How to start on the path of Meditation: Pratyahara - Sense Withdrawal

Before we can move onto the path of meditation, we need to prepare our environment, body and mind. Initially we do this by making changes in the way we interact with ourselves and others, practicing asana (postures) and pranayama (breathing) to bring balance to the bodymind and help to make physical and mental hygiene.

From this point, with less distraction in our body and mind, growing our concentration for meditation becomes easier.

Below is an extract from Mark Stephen's 'Teaching Yoga' on the path of meditation concerning pratyahara, described by Patanjali as "detaching from the senses". Stephens himself describes pratyahara has "a bridge departing the material realm of sense awareness," and gives us the following backdrop for more understanding;

"Where ever you are, there are always sounds, sights, aromas, and other vibrations entering our senses - or, to put it differently, to which our senses are attaching.

Sitting in class, it is likely that sounds are reaching you from outside and from others in the room. If there is any light, then there are visual impressions coming about through your eyes. The heart is felt beating in your chest, clothing or a draft is felt on the skin, and perhaps there is a sense of more subtle energy pulsating through one's entire being.

There are all these vibrations, what Alan Watts termed as "so many happenings".

With pratyahara, the idea is to just let them all be there.

Sounds and vibrations will come and go. Meanwhile, there are the happenings of the mind, habitually taking in all these vibrations and reacting to them with more thoughts.

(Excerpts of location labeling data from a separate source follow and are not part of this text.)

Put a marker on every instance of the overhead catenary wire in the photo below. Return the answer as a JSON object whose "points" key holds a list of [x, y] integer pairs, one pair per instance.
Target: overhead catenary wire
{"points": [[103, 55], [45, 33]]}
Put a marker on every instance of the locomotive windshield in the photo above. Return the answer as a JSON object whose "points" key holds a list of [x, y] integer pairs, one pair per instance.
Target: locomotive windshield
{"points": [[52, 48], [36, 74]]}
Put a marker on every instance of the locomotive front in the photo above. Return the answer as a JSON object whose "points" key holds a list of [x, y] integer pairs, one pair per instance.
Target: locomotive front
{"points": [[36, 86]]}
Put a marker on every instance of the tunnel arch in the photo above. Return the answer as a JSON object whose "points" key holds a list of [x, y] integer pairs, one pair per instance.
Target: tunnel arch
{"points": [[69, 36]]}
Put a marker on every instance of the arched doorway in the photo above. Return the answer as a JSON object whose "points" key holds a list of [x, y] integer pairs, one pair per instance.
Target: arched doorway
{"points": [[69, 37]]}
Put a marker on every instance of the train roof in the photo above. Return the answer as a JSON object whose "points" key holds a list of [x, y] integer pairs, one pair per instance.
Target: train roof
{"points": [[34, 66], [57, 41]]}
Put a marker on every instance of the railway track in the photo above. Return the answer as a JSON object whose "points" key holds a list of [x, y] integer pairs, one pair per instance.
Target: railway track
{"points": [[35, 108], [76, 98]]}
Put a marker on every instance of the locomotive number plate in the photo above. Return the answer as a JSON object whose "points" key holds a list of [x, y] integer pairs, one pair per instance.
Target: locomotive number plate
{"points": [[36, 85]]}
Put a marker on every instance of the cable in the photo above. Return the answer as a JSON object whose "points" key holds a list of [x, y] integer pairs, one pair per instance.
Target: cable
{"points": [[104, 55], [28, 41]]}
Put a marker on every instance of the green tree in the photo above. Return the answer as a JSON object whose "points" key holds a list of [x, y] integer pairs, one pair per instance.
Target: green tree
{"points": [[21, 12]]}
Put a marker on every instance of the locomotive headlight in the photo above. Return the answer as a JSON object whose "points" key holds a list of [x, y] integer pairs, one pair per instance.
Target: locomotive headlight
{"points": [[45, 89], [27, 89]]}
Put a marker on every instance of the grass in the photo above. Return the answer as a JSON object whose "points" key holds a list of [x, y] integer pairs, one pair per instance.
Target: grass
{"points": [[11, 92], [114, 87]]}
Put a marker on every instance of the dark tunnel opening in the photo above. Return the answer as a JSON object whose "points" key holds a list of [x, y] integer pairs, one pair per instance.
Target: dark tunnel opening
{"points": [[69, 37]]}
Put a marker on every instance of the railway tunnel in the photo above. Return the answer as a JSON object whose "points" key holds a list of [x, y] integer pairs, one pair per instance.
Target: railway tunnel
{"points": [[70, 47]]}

The thoughts are also reacting to other thoughts, typically chattering away, re-actively and imaginatively adding more vibrations.

Without focusing on the breath or anything else, just following the breath as another source of vibration, you will notice that when empty of breath there is a natural quieting, an opening to the bridge from the world of the senses to the world of the true self.

Staying in that awareness, without thinking about it, you are on the other side, the inside, in pratyahara, even as vibrations intrude."